Posts Tagged ‘London’

Milk it

Another desperate few days for the LibCon pantomime.  Firstly one of their own, backbencher Nadine Dorries, described Cam/Os as “two posh boys who don’t know the price of a pint of milk” and then they took a hammering in the local elections as voters turned on them.  Cam/Os quoted the inevitable “mid-term blues factor”, low turnout and upset with the economy as the reasons behind their beating but it is clear that the people are not too happy with the boys. Cam felt the need to throw his celebratory weight behind the womanising buffoon Boris Johnson who had narrowly beaten Red Ken in the London Mayoral race.  The Etonian mafia must by now be getting the message that they are out of touch and very nearly out of time.  The roots of this useless Government go back, unfortunately, to one Tony Blair.  Good old “Tone” (man of the people) shafted the Labour Party when he left the strange Gordon Brown in charge as he rode off into the sunset to claim his enormous speech-giving royalties.  Gordon gave a cameo performance as a bumbling, angry, slightly autistic Scottish fun-denier and left the country with no option but to plump for the Etonian cabal.  The fact that Cam felt the need to wangle himself onto the BBC and tell the nation where and when he did his shopping and that, au contraire, he did know the price of a pinta, shows just how desperate he and his out-of-touch bunch are becoming.

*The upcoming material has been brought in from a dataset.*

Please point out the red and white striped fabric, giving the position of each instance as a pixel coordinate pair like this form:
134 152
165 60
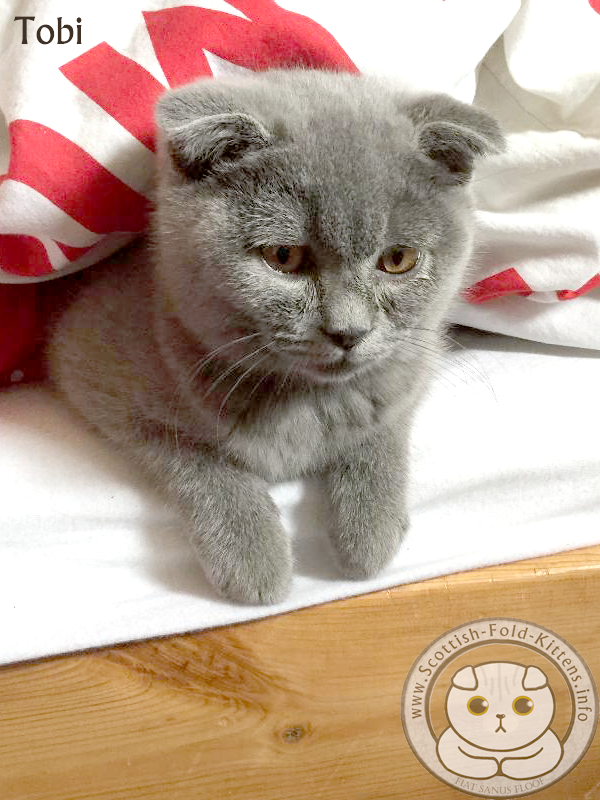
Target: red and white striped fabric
76 150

Art for art’s sake, money for God’s sake

I see that Damien Hirst has an exhibition on at the Tate Modern at the moment.  Sheep in preservative, sawn up bovines and crystal skulls; all the usual stuff.  Why is this Modern Art lark so hard to get a handle on?  I can appreciate a great song, a well-written book, a “classic” movie, a painting and even mime.  Well, perhaps not mime but at least I get the artistic intent and the skill that goes into the silent prancing around.  Hirst and that other modern “great”, Tracy Emin, just leave me a bit puzzled to be honest.  Is their work “art” because they profess it to be?  Or because the art critics say it is?  Would we be able to claim such intent if we stitched the names of former lovers onto a tent a la Ms Emin?  Is it a state of mind?  Or, as I suspect, do you have to have studied art in order to be taken seriously by the modern art aficionados?  You must, at the very least, carry yourself with a sense of utmost seriousness and dress somewhat provocatively to display your inner artistic “otherness” and the immense importance of your, ahem, “work”.  At the risk of being considered naive, it all feels a little Emperor New Clothes- ish.  Are we all the dupes in some sort of (very well played out) con?  The Con is conducted in “edgy” London boroughs like Hoxton and Shoreditch; all goatee beards, skinny jeans and “statement” headwear.  If we are in any way the victims in some almighty hoodwinking trick our number does not include the aforementioned Mr Hirst; his Crystal Skull was recently valued at fifty million pounds.